Physical characteristics
- Source: Peeler Lake
- • location: Sierra Nevada
- • coordinates: 38°07′22″N 119°28′14″W﻿ / ﻿38.12278°N 119.47056°W
- • elevation: 9,494 ft (2,894 m)
- Mouth: Tuolumne River
- • location: Hetch Hetchy Reservoir
- • coordinates: 37°57′12″N 119°43′41″W﻿ / ﻿37.95333°N 119.72806°W
- • elevation: 3,796 ft (1,157 m)
- Length: 24.3 mi (39.1 km)
- Basin size: 74.5 mi^{2} (193 km^{2})

= Rancheria Creek (Tuolumne County, California) =

Stream in California

Rancheria Creek is a 24.3 mi long stream in northern Yosemite National Park mostly in Tuolumne County, California and is a tributary of the Tuolumne River. Draining a large area of the Sierra Nevada, it is the largest tributary of the Tuolumne within Yosemite National Park. The stream is labeled as Kerrick Creek on some early maps.

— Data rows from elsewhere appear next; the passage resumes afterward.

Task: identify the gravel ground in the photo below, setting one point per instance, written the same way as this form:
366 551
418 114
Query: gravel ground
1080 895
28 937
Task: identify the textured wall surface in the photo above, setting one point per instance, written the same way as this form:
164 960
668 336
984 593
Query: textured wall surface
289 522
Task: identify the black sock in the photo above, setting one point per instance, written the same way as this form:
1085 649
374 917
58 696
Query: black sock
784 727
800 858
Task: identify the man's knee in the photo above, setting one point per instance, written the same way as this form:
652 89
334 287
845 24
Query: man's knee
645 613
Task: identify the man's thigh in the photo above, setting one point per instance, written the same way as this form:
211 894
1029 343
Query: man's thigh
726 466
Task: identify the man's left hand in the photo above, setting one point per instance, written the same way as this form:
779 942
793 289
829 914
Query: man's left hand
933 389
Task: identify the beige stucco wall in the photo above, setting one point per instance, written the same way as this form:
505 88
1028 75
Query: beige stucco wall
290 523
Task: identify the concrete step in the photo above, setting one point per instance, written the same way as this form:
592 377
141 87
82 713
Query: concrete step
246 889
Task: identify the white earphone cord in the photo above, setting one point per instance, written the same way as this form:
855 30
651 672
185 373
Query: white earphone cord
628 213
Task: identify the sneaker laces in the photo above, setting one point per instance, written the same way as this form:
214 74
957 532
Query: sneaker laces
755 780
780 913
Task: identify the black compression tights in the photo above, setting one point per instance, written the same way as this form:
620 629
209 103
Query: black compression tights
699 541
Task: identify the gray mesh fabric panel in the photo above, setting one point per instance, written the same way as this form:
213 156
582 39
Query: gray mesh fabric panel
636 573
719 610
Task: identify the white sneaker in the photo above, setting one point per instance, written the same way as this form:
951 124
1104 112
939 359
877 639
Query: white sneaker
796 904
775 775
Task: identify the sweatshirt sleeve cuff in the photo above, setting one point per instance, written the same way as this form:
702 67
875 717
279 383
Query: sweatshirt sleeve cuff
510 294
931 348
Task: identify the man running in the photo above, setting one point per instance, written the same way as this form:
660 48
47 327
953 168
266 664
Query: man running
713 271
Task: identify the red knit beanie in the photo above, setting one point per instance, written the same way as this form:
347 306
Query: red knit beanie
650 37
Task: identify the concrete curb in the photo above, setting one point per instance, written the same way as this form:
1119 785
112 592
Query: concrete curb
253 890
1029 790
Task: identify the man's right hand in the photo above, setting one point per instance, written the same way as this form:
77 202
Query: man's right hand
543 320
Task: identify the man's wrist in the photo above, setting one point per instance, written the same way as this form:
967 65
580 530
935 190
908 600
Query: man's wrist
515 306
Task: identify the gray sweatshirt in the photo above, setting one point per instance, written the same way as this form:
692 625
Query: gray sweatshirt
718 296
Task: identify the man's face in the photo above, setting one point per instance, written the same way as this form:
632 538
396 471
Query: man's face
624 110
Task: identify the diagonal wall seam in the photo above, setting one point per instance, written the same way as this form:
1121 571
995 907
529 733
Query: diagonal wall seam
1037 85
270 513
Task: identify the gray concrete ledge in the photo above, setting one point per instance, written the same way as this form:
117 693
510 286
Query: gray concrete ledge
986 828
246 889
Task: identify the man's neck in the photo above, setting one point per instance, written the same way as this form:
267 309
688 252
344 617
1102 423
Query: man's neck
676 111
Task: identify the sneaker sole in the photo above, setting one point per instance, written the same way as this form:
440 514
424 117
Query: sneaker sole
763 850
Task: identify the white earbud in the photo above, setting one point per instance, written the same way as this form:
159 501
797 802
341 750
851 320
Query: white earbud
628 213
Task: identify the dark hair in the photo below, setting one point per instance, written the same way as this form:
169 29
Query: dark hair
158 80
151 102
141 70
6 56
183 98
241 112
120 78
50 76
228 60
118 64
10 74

The creek begins at Peeler Lake at the Sierra Crest, in Mono County, and immediately crosses westward into Tuolumne County. It flows in a southerly direction through Kerrick Meadow and a series of high mountain valleys until reaching Kerrick Canyon, where it turns abruptly west. The Pacific Crest Trail parallels the creek through Kerrick Canyon. At the end of the canyon it receives a major tributary from Stubblefield Canyon and turns southwest, receiving Tilden Creek. Continuing southwest, it flows through rugged and complex granite formations, receives Breeze Creek, then turns west once more for its last few miles. It drops 150 ft over Rancheria Falls before emptying into Hetch Hetchy Reservoir, adjacent to Tiltill Creek. Prior to the flooding of Hetch Hetchy Valley in 1923 with the construction of O'Shaughnessy Dam, Rancheria and Tiltill Creeks combined before joining the Tuolumne River on the valley floor.